Rose conducted studies of quartz, feldspars, granites, and the mineralogical components of trap rock. He is remembered for research on meteorites and chondrules (grains found in some types of meteorites). With Gustav Tschermak von Seysenegg (1836–1927) and Aristides Brezina (1848–1909), the "Rose-Tschermak-Brezina classification" system of meteorites was developed.

He identified many minerals new to science, including perovskite, named in honor of Russian mineralogist Lev Aleksevich von Perovski (1792–1856).
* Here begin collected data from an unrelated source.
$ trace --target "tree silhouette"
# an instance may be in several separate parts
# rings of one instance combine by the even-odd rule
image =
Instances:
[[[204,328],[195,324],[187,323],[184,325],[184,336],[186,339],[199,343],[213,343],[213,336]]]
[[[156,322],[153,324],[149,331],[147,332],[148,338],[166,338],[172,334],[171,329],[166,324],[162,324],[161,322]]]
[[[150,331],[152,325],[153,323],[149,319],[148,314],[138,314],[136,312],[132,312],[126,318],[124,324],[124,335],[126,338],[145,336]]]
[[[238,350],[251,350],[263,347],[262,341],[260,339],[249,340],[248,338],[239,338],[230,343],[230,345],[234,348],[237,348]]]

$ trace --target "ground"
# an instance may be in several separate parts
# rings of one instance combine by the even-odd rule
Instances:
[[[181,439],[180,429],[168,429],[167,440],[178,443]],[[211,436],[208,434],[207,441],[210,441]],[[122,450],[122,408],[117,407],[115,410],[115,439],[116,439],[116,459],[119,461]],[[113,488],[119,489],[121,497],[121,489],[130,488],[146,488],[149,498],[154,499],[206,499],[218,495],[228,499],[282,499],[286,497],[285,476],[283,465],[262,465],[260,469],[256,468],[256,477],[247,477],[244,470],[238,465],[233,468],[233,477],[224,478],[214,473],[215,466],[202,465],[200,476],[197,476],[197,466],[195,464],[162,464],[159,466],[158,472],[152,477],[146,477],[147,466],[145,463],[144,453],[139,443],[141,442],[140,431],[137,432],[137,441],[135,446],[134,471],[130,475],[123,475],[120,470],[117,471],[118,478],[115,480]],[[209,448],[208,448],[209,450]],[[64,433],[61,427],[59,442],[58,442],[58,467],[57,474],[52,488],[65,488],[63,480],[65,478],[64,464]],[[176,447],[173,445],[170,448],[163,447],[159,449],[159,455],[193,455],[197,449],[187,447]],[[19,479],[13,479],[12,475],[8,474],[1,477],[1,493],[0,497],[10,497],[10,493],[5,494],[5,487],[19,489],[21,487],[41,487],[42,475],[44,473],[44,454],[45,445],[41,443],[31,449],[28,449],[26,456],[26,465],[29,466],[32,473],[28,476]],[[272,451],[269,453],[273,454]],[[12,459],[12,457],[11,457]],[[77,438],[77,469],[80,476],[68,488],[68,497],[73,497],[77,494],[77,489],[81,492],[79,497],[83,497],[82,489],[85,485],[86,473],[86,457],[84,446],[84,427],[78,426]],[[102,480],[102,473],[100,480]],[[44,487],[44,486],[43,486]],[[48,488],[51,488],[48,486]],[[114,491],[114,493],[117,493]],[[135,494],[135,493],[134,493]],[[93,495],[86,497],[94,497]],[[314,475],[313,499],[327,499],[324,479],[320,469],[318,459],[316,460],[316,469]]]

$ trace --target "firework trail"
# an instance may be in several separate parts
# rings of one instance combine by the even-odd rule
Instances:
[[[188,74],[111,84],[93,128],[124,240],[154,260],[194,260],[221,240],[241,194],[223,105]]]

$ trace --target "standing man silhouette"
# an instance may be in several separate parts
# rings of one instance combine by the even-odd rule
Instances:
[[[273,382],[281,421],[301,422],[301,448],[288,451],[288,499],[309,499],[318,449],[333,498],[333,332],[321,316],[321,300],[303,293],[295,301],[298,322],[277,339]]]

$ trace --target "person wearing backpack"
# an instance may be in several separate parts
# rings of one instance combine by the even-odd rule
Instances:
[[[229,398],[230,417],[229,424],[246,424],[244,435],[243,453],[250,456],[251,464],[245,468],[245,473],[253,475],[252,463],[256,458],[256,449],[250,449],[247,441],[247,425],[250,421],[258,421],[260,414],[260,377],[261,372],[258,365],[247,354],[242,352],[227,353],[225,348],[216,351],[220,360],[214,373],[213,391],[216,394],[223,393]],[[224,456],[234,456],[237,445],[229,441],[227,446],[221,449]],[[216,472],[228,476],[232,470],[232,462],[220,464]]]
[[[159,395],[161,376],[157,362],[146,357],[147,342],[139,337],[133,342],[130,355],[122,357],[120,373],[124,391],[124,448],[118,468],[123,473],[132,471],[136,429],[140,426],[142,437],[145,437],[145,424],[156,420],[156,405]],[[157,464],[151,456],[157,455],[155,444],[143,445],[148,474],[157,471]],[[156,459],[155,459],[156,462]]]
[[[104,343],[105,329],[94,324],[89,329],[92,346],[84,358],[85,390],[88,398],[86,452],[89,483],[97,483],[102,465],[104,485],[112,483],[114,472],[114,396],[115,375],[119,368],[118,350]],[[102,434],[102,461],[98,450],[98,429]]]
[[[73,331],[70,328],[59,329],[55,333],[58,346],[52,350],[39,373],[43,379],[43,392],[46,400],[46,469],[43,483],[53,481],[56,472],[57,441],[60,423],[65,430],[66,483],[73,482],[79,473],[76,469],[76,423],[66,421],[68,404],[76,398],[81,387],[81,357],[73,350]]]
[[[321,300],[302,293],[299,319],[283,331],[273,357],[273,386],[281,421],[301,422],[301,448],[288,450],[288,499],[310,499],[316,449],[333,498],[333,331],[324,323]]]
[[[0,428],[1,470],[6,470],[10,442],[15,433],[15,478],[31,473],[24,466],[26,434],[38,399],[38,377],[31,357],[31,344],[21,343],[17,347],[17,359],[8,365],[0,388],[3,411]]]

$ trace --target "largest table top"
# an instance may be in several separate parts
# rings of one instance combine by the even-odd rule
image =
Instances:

A rose-colored mineral named roselite is named after Rose, and he is credited with coining the terms howardite and eucrite.

==Selected publications==
- Elemente der Krystallographie (1830) – Elements of crystallography.
- Mineralogischgeognostische Reise nach dem Ural, dem Altai and dem Kaspische Meere (1837) Vol. 1; (1842) Vol. 2. – Mineralogical-gognostic journey to the Urals, the Altai Mountains and the Caspian Sea.
- Das Krystallo-chemische Mineralsystem (1852) – The crystallo-chemical mineral system.
- Rose, Gustav (1864). "Beschreibung und Eintheilung der Meteoriten auf Grund der Sammlung im mineralogischen Museum zu Berlin" – Description and classification of meteorites in the collection at the mineralogical museum of Berlin.

==Family==

He was a brother of mineralogist Heinrich Rose (1795–1864) and the father of noted surgeon Edmund Rose (1836–1914) and the classicist Valentin Rose (1829–1916).